Activists seek criminal charges in Iditarod dog death

Human cruelty

The asphyxiation death of a dog dropped from the Iditarod Trail Sled Dog Race has outraged animal rights activists who have long criticised the 1,000-mile race as cruel.

People for the Ethical Treatment of Animals is urging Alaska prosecutors to file cruelty charges against those responsible for the death of 5-year-old Dorado, who died last week after being buried by drifting snow at a checkpoint during severe wind.

Horrifying death

“It’s a horrifying death, and we feel it was totally preventable,” People for the Ethical Treatment of Animals (PETA)  cruelty caseworker Kristin Simon said yesterday.

It was the first Iditarod dog death since 2009, when six dogs died, Iditarod chief veterinarian Stuart Nelson said. The dog was found dead Friday morning 418 kilometers from the finish line.

Check-out

Dorado and other dropped dogs were last checked about 3 am local time that day.
The death was discovered as much as five hours later, according to race spokeswoman Erin McLarnon.

McLarnon referred further questions to Iditarod race officials, who didn’t immediately return phone calls to the Associated Press seeking comment but sent an email response to the AP on Tuesday night.

“Iditarod does not engage in any dialogue which involves PETA,” the statement said.

Dropped from race

Dorado belonged to the team of Iditarod rookie Paige Drobny. The dog was dropped from the race March 11 and was being held in a lot set up to care for dogs left behind because of illness, injury, or tiredness.

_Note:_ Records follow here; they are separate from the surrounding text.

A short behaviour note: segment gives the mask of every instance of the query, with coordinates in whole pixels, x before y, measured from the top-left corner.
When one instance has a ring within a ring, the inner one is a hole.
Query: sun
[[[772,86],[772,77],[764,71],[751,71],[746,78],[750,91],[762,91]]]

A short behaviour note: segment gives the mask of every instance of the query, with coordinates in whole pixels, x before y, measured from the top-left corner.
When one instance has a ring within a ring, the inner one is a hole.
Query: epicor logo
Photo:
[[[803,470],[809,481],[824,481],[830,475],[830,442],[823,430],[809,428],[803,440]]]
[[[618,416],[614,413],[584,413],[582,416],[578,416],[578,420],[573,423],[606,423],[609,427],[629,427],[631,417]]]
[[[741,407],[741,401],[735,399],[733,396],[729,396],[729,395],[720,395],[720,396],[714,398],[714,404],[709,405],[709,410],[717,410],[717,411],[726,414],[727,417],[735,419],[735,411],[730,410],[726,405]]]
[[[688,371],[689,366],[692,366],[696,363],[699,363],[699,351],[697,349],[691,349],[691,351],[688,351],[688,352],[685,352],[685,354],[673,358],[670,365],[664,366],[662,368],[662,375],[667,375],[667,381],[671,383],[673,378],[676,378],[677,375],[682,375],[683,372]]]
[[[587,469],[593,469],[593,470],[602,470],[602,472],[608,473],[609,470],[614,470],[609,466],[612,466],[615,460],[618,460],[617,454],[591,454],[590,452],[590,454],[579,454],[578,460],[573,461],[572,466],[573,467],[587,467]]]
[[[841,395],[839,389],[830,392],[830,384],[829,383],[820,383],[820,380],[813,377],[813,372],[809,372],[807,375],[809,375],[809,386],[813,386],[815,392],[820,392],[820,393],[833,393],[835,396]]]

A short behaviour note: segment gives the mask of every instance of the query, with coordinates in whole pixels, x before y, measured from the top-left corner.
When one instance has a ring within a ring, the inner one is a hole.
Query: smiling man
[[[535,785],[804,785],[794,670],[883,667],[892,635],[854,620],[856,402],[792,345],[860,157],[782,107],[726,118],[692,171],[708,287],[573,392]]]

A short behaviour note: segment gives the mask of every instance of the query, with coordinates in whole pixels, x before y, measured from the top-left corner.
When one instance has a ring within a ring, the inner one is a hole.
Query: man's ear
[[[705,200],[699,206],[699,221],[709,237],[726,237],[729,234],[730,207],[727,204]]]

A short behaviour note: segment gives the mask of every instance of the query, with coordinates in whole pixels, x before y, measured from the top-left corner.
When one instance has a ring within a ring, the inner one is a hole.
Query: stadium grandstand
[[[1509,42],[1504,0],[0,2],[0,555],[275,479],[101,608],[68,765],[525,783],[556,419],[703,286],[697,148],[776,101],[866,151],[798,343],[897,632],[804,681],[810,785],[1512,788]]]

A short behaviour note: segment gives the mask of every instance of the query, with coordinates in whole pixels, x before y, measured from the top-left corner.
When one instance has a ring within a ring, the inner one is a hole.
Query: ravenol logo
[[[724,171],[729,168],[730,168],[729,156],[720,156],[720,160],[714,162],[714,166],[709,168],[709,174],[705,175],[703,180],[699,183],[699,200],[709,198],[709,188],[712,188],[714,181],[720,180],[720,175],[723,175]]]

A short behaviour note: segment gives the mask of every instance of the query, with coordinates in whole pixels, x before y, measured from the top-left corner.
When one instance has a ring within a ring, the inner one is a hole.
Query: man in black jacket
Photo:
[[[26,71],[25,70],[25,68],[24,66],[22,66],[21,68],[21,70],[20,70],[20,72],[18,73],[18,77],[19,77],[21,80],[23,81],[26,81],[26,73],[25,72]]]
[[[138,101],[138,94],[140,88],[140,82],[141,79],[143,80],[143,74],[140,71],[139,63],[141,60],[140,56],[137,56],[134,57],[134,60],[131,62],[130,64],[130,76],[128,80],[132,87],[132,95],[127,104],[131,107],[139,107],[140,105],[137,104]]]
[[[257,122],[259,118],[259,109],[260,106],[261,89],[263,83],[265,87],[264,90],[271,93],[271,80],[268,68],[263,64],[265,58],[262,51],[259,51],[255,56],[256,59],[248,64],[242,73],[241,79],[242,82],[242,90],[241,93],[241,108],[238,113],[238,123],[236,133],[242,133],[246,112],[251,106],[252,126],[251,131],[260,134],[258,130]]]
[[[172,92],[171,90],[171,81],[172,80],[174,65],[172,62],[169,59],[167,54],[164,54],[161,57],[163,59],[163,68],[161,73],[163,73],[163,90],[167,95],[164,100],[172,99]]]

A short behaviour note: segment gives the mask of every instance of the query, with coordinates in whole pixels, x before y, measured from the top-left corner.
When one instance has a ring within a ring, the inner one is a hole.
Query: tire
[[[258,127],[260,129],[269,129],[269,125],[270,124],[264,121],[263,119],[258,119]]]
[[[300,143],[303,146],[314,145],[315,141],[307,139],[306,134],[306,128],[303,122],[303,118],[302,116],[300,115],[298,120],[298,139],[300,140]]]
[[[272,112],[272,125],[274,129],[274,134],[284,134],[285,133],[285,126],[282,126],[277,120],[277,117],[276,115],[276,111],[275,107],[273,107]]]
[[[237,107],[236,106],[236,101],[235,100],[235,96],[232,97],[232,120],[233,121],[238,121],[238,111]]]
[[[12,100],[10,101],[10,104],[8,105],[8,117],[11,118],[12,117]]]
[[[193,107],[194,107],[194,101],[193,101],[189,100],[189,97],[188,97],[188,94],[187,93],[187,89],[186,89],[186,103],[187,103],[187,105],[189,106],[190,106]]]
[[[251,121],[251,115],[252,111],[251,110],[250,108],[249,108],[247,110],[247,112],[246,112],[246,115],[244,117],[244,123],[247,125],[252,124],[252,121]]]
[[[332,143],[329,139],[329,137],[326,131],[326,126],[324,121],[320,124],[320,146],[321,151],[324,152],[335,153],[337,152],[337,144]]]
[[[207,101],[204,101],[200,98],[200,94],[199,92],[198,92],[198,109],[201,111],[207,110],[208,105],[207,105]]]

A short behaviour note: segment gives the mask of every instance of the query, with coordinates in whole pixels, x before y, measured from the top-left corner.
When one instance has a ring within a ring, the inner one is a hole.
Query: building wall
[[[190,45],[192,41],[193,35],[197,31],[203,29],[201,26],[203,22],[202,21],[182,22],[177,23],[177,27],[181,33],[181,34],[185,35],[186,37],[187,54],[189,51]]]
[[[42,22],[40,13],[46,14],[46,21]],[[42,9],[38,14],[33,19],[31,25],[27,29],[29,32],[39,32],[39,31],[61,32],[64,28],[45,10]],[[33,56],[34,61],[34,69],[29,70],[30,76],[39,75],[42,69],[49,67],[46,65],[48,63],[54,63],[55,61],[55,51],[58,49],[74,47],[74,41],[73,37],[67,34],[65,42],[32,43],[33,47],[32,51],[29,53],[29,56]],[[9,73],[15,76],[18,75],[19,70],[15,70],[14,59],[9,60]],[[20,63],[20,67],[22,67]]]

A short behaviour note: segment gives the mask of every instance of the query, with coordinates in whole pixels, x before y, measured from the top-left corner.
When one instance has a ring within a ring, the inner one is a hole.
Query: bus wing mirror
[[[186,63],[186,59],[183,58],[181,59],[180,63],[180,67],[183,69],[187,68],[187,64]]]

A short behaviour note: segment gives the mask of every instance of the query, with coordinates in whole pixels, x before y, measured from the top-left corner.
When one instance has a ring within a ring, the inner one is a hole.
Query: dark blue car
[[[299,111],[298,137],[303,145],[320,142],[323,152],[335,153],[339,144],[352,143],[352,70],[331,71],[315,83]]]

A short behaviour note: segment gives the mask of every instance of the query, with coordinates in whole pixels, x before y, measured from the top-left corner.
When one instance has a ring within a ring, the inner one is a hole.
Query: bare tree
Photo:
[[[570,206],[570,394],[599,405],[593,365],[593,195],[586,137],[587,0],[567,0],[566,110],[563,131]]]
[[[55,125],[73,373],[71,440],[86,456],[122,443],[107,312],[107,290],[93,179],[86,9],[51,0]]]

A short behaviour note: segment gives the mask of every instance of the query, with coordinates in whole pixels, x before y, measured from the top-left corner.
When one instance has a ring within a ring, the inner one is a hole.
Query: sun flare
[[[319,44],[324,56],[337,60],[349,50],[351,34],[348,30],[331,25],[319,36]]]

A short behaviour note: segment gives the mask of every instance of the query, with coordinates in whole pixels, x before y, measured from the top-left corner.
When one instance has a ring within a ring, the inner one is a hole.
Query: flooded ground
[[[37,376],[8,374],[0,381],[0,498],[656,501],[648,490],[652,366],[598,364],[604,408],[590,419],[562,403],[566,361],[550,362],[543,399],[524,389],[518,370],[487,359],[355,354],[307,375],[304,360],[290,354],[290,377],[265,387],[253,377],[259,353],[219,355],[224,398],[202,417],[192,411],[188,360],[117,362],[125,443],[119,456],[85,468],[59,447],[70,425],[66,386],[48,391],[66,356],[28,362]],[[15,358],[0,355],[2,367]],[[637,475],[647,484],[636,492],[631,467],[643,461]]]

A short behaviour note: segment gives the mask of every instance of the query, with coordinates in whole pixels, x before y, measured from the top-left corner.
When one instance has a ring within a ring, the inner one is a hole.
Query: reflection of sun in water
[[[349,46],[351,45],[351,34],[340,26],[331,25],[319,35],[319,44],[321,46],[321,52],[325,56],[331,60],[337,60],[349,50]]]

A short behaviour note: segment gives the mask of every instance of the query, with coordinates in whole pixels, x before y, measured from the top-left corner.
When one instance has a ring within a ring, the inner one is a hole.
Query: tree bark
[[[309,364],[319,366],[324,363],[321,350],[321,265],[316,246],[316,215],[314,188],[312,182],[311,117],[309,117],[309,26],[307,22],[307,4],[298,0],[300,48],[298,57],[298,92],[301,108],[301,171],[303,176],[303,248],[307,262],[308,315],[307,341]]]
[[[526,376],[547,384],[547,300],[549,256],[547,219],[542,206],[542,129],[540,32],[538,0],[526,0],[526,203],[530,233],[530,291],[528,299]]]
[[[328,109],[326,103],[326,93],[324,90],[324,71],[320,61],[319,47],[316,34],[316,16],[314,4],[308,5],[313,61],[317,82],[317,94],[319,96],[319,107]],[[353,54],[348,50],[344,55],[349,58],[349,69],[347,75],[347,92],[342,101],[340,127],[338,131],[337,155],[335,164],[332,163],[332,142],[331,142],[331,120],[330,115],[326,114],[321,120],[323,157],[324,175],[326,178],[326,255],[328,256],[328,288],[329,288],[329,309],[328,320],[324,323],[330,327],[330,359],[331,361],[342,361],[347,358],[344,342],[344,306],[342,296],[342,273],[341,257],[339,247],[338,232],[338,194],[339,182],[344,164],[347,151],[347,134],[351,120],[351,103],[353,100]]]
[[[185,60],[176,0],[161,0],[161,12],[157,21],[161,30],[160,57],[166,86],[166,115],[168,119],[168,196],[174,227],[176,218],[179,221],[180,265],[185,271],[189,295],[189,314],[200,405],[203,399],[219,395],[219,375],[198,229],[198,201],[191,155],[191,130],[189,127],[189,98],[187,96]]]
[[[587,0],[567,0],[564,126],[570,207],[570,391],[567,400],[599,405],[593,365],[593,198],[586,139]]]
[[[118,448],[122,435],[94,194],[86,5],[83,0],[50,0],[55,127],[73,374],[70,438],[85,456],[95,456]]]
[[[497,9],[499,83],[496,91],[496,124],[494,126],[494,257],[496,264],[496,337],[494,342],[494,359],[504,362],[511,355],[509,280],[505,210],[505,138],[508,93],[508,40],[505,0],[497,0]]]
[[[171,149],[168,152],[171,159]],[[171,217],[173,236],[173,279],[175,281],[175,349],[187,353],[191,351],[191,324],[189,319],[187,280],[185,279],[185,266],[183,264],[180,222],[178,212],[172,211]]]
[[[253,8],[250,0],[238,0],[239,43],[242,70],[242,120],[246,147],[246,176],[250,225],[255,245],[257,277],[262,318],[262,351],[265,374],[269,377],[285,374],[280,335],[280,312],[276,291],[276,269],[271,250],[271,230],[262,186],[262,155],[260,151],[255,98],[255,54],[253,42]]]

Dorado was removed from the race March 11 because he was moving stiffly, according to a blog posted on the website for the Squid Acres Kennel run by Drobny and her husband. Iditarod officials have said Dorado was otherwise healthy.
Race continued

Drobny, 38, continued in the race with the rest of her team, finishing on Thursday in 34th place. Drobny’s husband, Cody Strathe, said the couple has asked race organizers to implement new protocols on how dropped dogs are cared for.

Strathe said changes sought from the Iditarod Trail Committee include boosting the number of helpers at checkpoints to check on dogs more often, providing adequate shelter and increasing the number of flights to get the dogs out more luickly.